2. The computational studies have several embedded controls. In the last 10 years we have used enzyme-based [5], cell-based [1,2], and in_silico based studies (this study), to analyze and check the same thing: molecular mechanism behind biphasic dose-response. Thus our conclusions were evaluated and have been established on evidences that come from very different experiments and studies.
3. In this study we have combined a number of different computational techniques, that all give a consistent message. We have combined coarse-grained studies (Fig 3), molecular docking studies (Fig 4), and all-atom molecular dynamics studies (Figs 5 to 7), to show that drugs bind to the most mobile parts of gamma-secretase structure. Chemoinformatics approaches are used to show consistency between the physical properties of the drugs and the presented binding sites and binding interactions (Figure 2). In total this manuscript has 7 figures in the main text, and in supplement 5 figures and a video. That is certainly more results than an average analysis of molecular mechanisms.
4. Finally, the manuscript has over 70 references!

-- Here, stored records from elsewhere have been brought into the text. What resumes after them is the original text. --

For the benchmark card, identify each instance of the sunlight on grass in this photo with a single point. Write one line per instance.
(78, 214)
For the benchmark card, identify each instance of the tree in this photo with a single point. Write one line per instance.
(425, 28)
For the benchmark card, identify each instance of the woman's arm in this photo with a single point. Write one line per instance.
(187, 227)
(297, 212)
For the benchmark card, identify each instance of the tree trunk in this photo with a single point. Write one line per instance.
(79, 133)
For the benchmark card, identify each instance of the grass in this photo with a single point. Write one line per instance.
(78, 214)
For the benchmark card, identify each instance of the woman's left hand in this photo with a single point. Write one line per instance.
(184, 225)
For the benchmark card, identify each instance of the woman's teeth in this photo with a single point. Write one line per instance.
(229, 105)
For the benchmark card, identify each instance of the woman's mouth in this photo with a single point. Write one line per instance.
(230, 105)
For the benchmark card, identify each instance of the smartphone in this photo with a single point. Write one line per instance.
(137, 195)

We have related out results to biphasic dose-response studies in cells, model animals, and clinical trials 

 

R6. The cell line name is inconsistent. Please check and make sure the name is correct as per guidelines.

Corrected. 

 

R7. What is the "n" for the data points in Figure 1?

Answer:

Please notice that we are not doing simple measurements of Abeta 40 secretion from the cells. We are doing a much more complex study: a functional analysis of Abeta secretion from cells. We are looking at how Abeta secretion can fit to a model mechanism that represents drug binding to two different sites (Methods Eqn 1). The activation site and the inhibition site, with different Hills coefficients. The corresponding equation has six fitting parameters (Fig 1), out of those the initial activity and the final activity can be measured independently, as indicated in the text. EC50, IC50, and Hills coefficients can be calculated only if there are enough independent points, that are calculated as the number of degrees of freedom https://en.wikipedia.org/wiki/Degrees_of_freedom_(statistics) . We have 4 free fitting parameters and at least 10 data points for each drug, which indicates that we minimally have 6 degrees of freedom (i.e. 10-4). 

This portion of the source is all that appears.